While in time I descended into the more vulgar pursuits of journalism, Ervin, who had started as a reporter, wised up and stuck with more noble endeavors, serving as a member of the Federal Communications Commission, president of PBS and then president of the influential Society of the Four Arts in Florida.
Yet it turns out that while our paths diverged, our reading interests did not. So I was pleased the other day to receive from him this salute to Thomas Frank’s newest, as every bit as important as his earlier What’s the Matter with Kansas?
If you haven’t read Thomas Frank’s new book, read it now. It is serious, searingly witty, passionate, thoughtful and fiendishly well-written.
Frank’s thesis is that today’s Democratic “liberalism” is nothing like that of FDR, HST, or LBJ. As Frank sees it, their crusade for “Molly and the babies” (as LBJ called his working-class constituents) has been supplanted by a crusade — by Obama, by the Clintons, by Rahm Emanuel, by Larry Summers, by Deval Patrick — to advance the interests of well-off, well-educated, well-credentialed elites who sport Ivy League degrees, high net worths and vacation houses on Martha’s Vineyard. Today’s Democratic Party, Frank says, warmly embraces cultural issues like gay marriage and abortion rights while shying away from traditional pocketbook issues like income inequality.
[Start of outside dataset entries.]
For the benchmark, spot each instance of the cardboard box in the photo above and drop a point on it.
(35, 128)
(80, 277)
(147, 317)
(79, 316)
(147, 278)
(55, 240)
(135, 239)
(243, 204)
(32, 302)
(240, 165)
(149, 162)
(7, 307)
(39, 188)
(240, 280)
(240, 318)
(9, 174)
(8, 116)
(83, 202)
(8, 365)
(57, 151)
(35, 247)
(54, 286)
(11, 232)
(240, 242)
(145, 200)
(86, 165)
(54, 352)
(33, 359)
In doing so, he says, today’s leading Democrats abandon the working class voters who once were the party’s core constituents.
Frank’s book is not perfect. He sounds, at times, when he decries recent global trade agreements, like an old-time, tariff-loving protectionist. He sounds, when he rails against modern businesses like Amazon and Uber, a bit Canute-like. What would he have us do, I wonder: stop the digital revolution in its tracks?
And yet. Even when Frank seems almost to be deploring modernity itself (he never tires of mocking “innovation” and “innovators”), his arguments are cogent and well-stated; his passion for the forgotten, abandoned workers of Rust Belt cities like Detroit and Fall River is moving and disturbing. This is a thought-provoking — and guilt-inducing — book.
It may seem faint praise to call a book “thought provoking” — but isn’t that what every book should be? Frank’s book is that and more. If enough people read it, Listen, Liberal may stir a rethinking among today’s Democratic believers (and candidates) — a movement away from mindless cliches and blather about the “new economy,” back toward real concern for working (and workless) families: the victims of that new economy. In Frank’s passionate telling, these workers and their children have been casually, cruelly abandoned by the party that once was their defender and champion.